LogFormat "{ \"version\": \"1.1\", \"host\": \"%V\", \"short_message\": \"%r\", \"timestamp\": %{%s}t, \"level\": 6, \"_user_agent\": \"%{User-Agent}i\", \"_source_ip\": \"%a\", \"_duration_usec\": %D, \"_duration_sec\": %T, \"_request_size_byte\": %O, \"_http_status_orig\": %s, \"_http_status\": %>s, \"_http_request_path\": \"%U\", \"_http_request\": \"%U%q\", \"_http_method\": \"%m\", \"_http_referer\": \"%{Referer}i\", \"_from_apache\": \"true\" }" graylog_access

CustomLog "|/usr/bin/nc -u 127.0.0.1 12201" graylog_access

Of course, keeping in mind that I do front with Cloudflare, so the source_ip will probably be different for you. Netcat does the job nicely, and since it’s WSLv1 all the TCP/IP is unified so it can intermix just fine.

GELF UDP

Setting up the input as the stock boring GELF-UDP was a snap, and in no time apache is now sending the access log to Graylog in GELF, and all is well. It’s great!

I know that my setup is.. far from normal, and I do have quite a few VM’s but this old machine is more than capable of hosting this site, a few others, along with the overhead of Graylog.

IBM Xeon workstation

Would I recommend this in production? I have to think that since so much of this is now available on native Win64 that at least 2/3rd of it is capable. I’m not to worried about the potential of Graylog dropping data if the host is interrupted as everything else is here.

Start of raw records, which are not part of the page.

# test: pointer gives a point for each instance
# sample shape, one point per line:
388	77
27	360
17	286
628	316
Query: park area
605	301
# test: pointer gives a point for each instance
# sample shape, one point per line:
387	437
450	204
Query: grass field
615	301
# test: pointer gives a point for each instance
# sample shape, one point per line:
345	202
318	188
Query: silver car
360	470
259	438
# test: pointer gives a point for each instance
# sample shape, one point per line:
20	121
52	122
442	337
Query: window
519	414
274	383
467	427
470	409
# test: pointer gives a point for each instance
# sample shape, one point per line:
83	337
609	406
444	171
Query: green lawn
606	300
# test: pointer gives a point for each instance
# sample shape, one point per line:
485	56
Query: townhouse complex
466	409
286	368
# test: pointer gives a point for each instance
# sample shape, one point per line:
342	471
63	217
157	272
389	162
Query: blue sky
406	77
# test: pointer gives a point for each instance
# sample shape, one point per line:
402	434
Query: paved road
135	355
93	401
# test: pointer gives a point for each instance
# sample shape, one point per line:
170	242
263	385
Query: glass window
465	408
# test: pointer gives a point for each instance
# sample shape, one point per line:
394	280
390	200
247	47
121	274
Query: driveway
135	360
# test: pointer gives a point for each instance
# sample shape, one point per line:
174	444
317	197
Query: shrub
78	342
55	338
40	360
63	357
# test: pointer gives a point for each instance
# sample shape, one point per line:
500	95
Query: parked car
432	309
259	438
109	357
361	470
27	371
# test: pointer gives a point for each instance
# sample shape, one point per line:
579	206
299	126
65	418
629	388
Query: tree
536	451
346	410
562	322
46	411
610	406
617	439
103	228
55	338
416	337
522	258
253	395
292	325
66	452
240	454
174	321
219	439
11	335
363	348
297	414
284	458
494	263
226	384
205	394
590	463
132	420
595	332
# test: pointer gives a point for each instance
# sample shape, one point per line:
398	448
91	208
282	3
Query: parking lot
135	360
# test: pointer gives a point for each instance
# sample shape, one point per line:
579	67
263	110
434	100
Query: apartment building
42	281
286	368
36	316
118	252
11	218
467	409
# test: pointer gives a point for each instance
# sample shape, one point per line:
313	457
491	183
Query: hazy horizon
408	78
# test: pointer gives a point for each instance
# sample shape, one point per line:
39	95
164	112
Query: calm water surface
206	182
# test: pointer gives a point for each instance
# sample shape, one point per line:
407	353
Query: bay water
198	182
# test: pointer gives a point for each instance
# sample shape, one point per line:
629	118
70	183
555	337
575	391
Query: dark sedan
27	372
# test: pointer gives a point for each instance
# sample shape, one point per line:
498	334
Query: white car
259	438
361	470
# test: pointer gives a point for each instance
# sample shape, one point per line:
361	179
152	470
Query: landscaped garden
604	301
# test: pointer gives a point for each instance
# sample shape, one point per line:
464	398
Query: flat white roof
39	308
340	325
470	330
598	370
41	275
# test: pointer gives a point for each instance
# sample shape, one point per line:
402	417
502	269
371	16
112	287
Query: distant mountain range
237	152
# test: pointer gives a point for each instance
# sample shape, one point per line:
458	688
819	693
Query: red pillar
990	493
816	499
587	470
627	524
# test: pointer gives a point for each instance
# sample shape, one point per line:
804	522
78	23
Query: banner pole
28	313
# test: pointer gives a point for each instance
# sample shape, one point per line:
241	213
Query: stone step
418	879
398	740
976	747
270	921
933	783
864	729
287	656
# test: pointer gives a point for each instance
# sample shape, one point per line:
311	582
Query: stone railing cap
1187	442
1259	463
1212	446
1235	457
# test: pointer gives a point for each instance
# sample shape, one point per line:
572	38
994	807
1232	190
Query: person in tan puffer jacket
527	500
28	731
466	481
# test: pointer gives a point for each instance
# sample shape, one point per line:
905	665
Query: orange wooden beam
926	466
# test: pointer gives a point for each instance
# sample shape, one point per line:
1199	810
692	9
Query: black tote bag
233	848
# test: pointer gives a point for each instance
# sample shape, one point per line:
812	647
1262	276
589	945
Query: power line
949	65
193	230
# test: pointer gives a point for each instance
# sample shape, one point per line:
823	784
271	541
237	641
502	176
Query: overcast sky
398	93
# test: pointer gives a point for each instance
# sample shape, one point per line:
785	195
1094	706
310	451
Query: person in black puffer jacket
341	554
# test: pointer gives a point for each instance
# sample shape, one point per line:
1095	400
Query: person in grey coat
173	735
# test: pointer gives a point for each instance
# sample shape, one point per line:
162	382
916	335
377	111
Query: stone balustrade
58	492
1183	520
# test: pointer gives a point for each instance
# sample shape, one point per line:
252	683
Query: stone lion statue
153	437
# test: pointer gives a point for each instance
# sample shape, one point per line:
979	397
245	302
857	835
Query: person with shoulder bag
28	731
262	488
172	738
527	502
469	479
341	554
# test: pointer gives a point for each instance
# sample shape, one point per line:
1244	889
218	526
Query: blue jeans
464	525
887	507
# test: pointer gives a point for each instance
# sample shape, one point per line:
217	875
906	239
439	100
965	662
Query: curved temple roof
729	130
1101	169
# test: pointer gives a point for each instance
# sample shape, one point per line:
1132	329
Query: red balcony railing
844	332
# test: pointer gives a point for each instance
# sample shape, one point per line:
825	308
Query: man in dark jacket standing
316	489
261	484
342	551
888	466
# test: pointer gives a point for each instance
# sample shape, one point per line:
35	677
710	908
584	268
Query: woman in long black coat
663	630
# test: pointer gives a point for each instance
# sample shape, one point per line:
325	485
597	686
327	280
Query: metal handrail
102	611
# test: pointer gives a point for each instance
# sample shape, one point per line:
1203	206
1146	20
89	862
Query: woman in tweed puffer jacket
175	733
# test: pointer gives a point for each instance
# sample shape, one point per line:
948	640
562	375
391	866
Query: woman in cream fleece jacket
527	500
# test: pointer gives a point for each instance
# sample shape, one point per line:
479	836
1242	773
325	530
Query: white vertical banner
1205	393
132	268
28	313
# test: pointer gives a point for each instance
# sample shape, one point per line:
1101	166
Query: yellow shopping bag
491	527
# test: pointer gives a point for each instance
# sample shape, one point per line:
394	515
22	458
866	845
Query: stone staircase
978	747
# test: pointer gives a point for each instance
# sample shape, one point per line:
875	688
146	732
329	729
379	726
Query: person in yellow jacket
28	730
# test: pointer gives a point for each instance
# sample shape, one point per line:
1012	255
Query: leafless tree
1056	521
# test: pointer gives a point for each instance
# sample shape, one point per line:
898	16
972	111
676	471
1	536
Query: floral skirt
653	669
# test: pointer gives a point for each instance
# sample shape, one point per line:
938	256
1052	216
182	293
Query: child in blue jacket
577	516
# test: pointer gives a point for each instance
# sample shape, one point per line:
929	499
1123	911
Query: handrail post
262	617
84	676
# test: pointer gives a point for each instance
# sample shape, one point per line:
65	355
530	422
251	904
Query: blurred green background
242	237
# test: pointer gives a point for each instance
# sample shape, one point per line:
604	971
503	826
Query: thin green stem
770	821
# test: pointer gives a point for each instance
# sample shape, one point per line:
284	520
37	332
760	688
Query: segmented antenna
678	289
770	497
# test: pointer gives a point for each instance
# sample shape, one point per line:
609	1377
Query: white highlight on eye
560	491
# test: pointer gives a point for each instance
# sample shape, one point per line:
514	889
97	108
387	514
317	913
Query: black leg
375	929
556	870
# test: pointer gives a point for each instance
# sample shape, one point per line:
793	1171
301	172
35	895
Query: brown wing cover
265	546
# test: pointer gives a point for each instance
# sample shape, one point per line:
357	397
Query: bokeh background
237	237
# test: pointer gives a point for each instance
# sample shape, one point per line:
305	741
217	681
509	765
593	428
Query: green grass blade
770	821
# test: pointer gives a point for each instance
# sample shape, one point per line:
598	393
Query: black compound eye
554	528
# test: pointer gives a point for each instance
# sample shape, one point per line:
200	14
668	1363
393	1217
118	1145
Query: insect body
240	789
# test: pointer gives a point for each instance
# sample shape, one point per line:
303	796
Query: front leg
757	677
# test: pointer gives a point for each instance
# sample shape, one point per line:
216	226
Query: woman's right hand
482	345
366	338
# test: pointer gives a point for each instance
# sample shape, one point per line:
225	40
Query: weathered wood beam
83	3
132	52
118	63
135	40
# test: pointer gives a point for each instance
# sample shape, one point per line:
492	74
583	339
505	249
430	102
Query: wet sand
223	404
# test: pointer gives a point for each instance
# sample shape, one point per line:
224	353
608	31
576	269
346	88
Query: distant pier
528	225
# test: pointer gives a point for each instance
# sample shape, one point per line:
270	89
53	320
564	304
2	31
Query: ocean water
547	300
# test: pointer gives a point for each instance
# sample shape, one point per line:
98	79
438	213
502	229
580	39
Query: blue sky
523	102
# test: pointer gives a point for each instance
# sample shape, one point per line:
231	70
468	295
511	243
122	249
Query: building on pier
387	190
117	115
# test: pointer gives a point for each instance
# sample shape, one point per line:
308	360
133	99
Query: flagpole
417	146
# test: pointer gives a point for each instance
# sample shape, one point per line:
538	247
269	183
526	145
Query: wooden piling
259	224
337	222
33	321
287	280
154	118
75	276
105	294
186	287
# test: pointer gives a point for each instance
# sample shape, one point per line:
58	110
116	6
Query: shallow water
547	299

I can understand if other people have very different thoughts on that. Not everyone wants to run a 90’s datacentre on some old machine tucked under the Christmas Tree, but I guess I’m weird enough to do so.

I suppose the where to go from here, is to get everything else logging to graylog so I can build dashboards, and reports. But that sounds like a lot of work, and at the moment I think this is a good enough place to stop. I should add that it’s been running for nearly 2 days now, so that’s good enough for prime time right? RIGHT?!